The reaction in Finland has been first and foremost emotional, with much discussion of the importance of Nokia's meteoric rise after the years of economic depression in the 1990s and the dot-com bubble of 2000. A lot of blame for the sale has been laid at the feet of Elop, with the tabloids highlighting his €19m earnings during his tenure at Nokia (After setting up the deal, Elop has moved to Microsoft as VP of devices and services while the sale goes through).

The impact on Finland's bottom line appears to be much smaller than it would've been even a few years ago, according to statistics from research institute ETLA, when at its largest Nokia was very much the country's economic motor.

A decade ago when Nokia was the only smartphone game in town and the iPhone was a twinkle in Steve Jobs' eye, Nokia was responsible for four percent of Finland's GDP, but by 2012, that number was estimated to be around 0.2 percent. At its peak, Nokia used to employ a full one percent of the Finnish workforce, but that's also now in the region of 0.2 percent. Some 40 percent of all the money spent on R&D in Finland came from Nokia in 2009, and after the sale the new estimated figure is 17 percent.

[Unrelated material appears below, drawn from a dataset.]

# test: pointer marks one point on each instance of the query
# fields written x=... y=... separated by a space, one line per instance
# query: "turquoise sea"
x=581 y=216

The Finnish trade unions seem divided on the news of the sale. Antti Rinne — the president of Trade Union Pro, the largest private sector union for clerical employees — highlighted that the phones will still be designed by Finns and any decision by consumers to boycott Nokia handsets after the sale will directly affect the Finnish economy.

Pertti Porokari, the president of the Union of Professional Engineers in Finland, had a different take. Porokari told the online business daily Taloussanomat that the organisation is afraid that software development work will slowly move to the US, where the majority of Microsoft's software engineers are.  

Rasmus Roiha, the managing director of the Finnish Software Entrepreneurs Association, found a silver lining, telling business paper Kauppalehti that Finnish software companies will now have two strong partners instead of just the one, and that the sale would open up possibilities for "long-term co-operation".

The ripples of the sale managed to touch even people who have left Nokia behind. The memoirs of the former Nokia CEO Jorma Ollila are to be published in October. While the publication date still stands, the book will undergo some last-minute revisions to incorporate last week's developments, according to Kauppalehti.

Microsoft, for its part, has said it will keep Finland as its R&D base for mobile, and will set up a €250m datacentre in the country to serve its European customers.